For Elior, whose passion for Tel Avivian food started in his mother’s kitchen – where he learnt about the authentic flavours of his Moroccan heritage – taking each day step by step is what he believes in.
“If Covid has taught us anything, it is life is precious, do not rush and be grateful for what we have.”
And that, he most certainly is, pointing to his chefs whites and saying “this makes me proud”.
However – he still believes it is important to focus on the future so that you can give yourself goals to work towards. And when it comes to the Chameleon, he tells me: "Come back in seven month’s time and a lot will have changed, it is going to be unbelievable.”
And that I truly believe, for the restaurant has big plans not only to expand inside but to use all the vast building space to create numerous experiences; a private space will open in the vaults under the church offering a friendship club where guests can enjoy entertainment and parties, galleries will be used for up and coming artists and there will be a number of fitness and holistic classes, as well as places to zone out if you want time alone.

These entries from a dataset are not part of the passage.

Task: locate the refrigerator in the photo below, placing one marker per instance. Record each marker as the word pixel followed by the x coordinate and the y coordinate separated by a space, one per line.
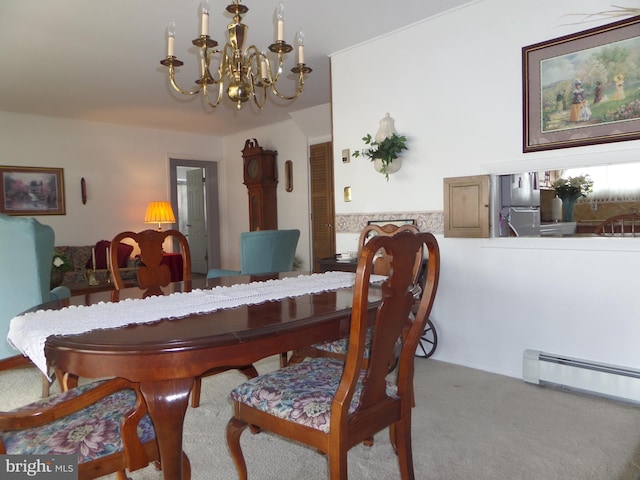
pixel 519 205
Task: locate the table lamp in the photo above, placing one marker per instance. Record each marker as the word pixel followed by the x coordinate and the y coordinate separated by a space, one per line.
pixel 159 212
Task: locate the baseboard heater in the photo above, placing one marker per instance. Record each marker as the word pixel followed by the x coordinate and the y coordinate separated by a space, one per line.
pixel 611 381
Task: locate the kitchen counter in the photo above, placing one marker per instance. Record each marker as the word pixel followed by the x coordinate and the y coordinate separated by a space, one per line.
pixel 558 228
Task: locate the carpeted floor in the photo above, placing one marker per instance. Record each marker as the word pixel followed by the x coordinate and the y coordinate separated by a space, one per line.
pixel 467 425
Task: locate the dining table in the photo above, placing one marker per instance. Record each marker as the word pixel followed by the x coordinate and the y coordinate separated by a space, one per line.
pixel 166 355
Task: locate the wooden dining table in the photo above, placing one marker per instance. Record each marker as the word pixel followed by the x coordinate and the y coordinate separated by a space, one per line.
pixel 165 356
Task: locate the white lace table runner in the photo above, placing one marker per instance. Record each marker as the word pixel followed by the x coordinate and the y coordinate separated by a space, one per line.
pixel 29 332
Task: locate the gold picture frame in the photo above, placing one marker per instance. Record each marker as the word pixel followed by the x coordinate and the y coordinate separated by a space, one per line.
pixel 32 191
pixel 582 89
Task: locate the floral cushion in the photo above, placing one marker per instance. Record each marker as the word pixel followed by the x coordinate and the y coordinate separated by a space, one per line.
pixel 91 433
pixel 301 393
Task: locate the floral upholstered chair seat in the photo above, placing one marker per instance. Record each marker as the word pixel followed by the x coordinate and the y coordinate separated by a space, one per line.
pixel 91 433
pixel 301 393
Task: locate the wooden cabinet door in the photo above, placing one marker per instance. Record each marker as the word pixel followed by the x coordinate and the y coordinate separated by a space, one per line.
pixel 466 206
pixel 322 206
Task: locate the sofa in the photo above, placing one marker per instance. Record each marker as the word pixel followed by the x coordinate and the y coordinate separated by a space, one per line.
pixel 81 260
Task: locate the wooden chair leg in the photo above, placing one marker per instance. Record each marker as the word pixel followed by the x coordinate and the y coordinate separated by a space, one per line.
pixel 195 392
pixel 46 385
pixel 403 448
pixel 284 360
pixel 235 428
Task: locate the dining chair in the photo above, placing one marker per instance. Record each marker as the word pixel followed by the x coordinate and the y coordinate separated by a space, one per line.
pixel 153 274
pixel 382 262
pixel 332 405
pixel 26 255
pixel 104 423
pixel 263 252
pixel 624 225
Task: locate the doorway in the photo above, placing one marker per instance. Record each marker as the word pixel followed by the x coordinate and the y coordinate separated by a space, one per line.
pixel 194 198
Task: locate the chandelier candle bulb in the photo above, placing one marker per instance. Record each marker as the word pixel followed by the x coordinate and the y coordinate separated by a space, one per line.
pixel 171 38
pixel 280 15
pixel 263 69
pixel 205 18
pixel 300 41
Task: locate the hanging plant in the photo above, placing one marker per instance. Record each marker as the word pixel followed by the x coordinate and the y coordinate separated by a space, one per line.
pixel 386 147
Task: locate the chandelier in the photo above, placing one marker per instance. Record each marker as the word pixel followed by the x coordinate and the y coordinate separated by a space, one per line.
pixel 242 74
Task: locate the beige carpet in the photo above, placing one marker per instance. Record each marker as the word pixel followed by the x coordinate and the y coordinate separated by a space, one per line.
pixel 467 425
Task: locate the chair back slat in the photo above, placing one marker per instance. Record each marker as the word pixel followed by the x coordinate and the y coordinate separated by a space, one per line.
pixel 152 273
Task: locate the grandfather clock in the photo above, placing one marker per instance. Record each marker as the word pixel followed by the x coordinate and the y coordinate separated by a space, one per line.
pixel 261 181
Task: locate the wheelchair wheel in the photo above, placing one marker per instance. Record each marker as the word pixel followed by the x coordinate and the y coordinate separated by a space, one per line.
pixel 428 341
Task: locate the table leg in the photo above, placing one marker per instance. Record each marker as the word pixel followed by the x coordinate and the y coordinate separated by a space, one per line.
pixel 167 402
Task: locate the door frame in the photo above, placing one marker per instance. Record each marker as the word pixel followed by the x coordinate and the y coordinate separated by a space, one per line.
pixel 211 202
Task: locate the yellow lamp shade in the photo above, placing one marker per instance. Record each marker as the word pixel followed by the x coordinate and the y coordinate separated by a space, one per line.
pixel 159 212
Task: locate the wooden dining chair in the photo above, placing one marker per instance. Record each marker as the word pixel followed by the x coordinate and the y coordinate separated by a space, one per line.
pixel 332 405
pixel 624 225
pixel 104 423
pixel 153 274
pixel 382 261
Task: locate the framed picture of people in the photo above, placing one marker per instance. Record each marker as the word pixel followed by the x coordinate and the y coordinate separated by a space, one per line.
pixel 582 89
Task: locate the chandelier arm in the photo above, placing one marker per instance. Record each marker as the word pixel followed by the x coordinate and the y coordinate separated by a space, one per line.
pixel 214 104
pixel 172 79
pixel 299 89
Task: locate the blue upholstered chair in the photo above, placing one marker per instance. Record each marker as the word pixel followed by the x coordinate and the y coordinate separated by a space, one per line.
pixel 26 253
pixel 262 252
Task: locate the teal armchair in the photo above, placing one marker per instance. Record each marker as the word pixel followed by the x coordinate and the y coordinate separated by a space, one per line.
pixel 26 253
pixel 262 252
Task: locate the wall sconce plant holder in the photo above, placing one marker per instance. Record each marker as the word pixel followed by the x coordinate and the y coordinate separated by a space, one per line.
pixel 384 150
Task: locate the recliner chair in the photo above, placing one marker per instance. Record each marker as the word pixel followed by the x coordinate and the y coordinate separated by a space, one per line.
pixel 26 253
pixel 263 252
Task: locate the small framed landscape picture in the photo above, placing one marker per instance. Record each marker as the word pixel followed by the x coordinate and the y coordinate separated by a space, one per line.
pixel 32 191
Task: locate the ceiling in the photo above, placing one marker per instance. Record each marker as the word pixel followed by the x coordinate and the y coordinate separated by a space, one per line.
pixel 100 60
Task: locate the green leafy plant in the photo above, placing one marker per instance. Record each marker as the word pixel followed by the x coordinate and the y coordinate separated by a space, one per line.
pixel 60 263
pixel 581 185
pixel 387 150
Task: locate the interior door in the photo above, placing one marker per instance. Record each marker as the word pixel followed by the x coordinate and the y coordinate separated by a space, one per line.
pixel 322 203
pixel 197 226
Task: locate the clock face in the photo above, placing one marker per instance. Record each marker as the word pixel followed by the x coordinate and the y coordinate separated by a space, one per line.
pixel 252 168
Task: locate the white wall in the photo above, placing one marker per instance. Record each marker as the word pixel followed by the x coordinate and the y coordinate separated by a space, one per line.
pixel 453 85
pixel 124 169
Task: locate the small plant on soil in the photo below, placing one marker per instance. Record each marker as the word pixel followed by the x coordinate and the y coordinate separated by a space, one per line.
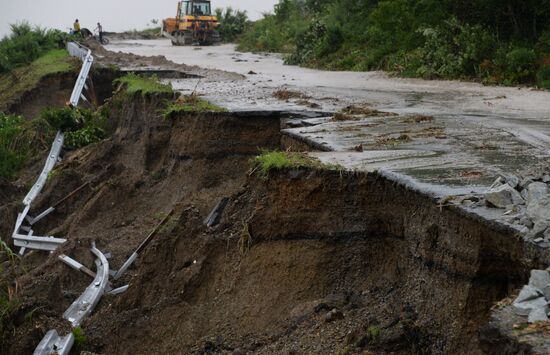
pixel 80 338
pixel 20 140
pixel 190 103
pixel 245 241
pixel 144 85
pixel 285 95
pixel 373 335
pixel 8 298
pixel 82 127
pixel 277 160
pixel 27 77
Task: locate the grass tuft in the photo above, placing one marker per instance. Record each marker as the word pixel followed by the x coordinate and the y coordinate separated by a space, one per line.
pixel 25 78
pixel 80 338
pixel 191 103
pixel 277 160
pixel 144 85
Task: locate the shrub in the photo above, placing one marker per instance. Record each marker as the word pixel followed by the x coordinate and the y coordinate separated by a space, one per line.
pixel 64 119
pixel 277 160
pixel 543 77
pixel 521 65
pixel 191 103
pixel 232 23
pixel 20 140
pixel 452 50
pixel 25 44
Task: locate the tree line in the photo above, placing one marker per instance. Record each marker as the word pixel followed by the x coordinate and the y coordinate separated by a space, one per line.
pixel 496 42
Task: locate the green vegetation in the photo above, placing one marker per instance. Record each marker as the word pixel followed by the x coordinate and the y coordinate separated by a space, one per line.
pixel 25 78
pixel 19 141
pixel 8 300
pixel 191 103
pixel 231 23
pixel 81 126
pixel 373 335
pixel 496 42
pixel 276 160
pixel 26 44
pixel 80 338
pixel 144 85
pixel 22 139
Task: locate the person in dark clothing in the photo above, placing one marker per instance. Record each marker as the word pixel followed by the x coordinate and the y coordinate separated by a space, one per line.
pixel 76 27
pixel 99 30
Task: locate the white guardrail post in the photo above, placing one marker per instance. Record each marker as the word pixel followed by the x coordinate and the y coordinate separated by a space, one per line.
pixel 53 343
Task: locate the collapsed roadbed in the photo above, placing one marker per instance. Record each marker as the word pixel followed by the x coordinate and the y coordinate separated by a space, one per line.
pixel 310 259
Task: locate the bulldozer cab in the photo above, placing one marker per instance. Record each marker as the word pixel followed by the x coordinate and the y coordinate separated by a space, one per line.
pixel 194 8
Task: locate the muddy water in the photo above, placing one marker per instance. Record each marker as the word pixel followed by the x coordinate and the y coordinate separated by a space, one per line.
pixel 374 87
pixel 469 115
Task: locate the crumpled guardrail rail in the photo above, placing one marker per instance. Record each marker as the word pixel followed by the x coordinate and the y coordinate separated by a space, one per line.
pixel 52 343
pixel 27 240
pixel 84 305
pixel 87 301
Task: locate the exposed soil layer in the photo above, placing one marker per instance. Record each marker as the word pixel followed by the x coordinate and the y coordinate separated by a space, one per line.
pixel 385 257
pixel 148 165
pixel 55 90
pixel 303 261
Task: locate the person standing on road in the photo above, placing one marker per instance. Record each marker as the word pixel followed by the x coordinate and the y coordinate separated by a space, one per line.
pixel 99 29
pixel 76 27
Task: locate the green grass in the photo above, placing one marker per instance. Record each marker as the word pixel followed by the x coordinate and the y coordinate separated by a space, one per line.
pixel 191 103
pixel 8 304
pixel 144 85
pixel 25 78
pixel 277 160
pixel 20 140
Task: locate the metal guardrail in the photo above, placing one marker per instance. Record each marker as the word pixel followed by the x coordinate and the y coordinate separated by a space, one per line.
pixel 81 81
pixel 85 304
pixel 52 343
pixel 28 241
pixel 23 237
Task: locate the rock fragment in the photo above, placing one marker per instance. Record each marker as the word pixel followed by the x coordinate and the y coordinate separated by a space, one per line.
pixel 539 279
pixel 525 307
pixel 539 210
pixel 538 315
pixel 536 191
pixel 333 315
pixel 503 196
pixel 527 293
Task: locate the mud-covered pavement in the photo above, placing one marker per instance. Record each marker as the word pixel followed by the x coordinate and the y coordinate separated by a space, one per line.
pixel 472 135
pixel 314 259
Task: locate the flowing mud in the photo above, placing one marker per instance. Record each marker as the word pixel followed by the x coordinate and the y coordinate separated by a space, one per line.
pixel 303 261
pixel 308 260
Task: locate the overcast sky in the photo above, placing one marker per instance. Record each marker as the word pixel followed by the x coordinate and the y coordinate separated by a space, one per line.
pixel 114 15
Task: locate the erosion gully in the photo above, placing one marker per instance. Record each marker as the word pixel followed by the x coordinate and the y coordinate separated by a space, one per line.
pixel 352 260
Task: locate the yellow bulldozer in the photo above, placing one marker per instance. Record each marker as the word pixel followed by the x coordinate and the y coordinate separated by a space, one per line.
pixel 194 24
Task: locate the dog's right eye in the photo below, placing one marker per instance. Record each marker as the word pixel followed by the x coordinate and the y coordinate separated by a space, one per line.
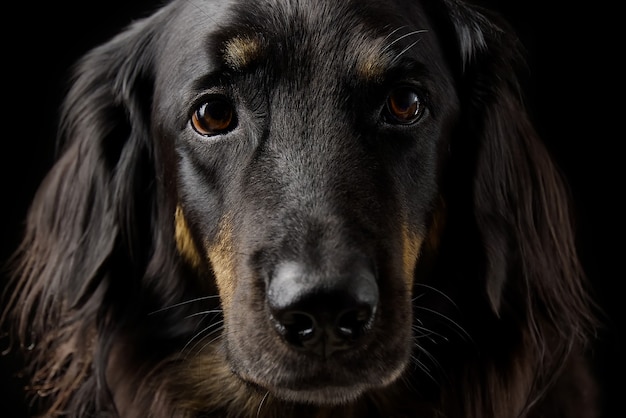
pixel 213 117
pixel 404 106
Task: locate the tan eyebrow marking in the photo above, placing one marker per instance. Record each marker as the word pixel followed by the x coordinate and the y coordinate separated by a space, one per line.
pixel 241 51
pixel 372 61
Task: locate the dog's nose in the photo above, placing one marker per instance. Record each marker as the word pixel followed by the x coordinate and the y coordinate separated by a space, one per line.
pixel 320 314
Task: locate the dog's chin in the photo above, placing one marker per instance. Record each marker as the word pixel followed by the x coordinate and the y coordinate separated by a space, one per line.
pixel 322 396
pixel 324 391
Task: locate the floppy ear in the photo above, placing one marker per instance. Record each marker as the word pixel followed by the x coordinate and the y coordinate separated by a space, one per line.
pixel 92 214
pixel 520 201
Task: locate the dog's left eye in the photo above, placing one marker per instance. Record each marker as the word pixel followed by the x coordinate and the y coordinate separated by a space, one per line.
pixel 213 117
pixel 404 106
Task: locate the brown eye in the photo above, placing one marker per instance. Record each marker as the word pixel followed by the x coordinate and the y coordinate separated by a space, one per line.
pixel 404 106
pixel 213 117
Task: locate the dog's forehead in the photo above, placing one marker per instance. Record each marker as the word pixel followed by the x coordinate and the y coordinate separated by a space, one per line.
pixel 359 36
pixel 363 37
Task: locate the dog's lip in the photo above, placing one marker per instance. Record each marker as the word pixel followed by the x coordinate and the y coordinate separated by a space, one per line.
pixel 327 387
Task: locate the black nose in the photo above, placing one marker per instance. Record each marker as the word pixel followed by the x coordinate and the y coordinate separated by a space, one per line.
pixel 322 314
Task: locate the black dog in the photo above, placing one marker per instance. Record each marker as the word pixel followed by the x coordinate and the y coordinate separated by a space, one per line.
pixel 286 208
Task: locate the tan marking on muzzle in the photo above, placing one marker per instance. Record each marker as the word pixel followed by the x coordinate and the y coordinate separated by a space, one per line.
pixel 411 246
pixel 220 253
pixel 241 51
pixel 184 242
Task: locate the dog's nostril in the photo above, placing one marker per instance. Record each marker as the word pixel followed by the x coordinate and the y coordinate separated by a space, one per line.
pixel 298 327
pixel 351 324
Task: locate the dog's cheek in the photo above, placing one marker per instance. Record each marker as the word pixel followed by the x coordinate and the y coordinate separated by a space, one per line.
pixel 184 242
pixel 221 255
pixel 411 245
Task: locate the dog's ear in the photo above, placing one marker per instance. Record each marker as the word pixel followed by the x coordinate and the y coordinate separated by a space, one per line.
pixel 97 198
pixel 519 198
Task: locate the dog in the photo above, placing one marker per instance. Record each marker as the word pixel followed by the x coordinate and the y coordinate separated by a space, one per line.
pixel 285 208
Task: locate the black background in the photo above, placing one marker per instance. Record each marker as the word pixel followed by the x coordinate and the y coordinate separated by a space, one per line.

On that note, as we emerge from lockdown, social interactions may well be difficult for some. Trust me, I was a jabbering wreck not used to being fully propelled into the real world again. So, whether you are after some solitary space or ready to embrace dining out again, this is certainly one place that will provide both. So guys……get ready, steady and book!!!!!
Launching on Friday 23rd April, Chameleon will offer a Tel Avivian sharing style menu and al fresco dining in the Garden lounge. On the 21st May the Greenhouses will open to the public, which seat 150 covers split between nine individually styled Greenhouses.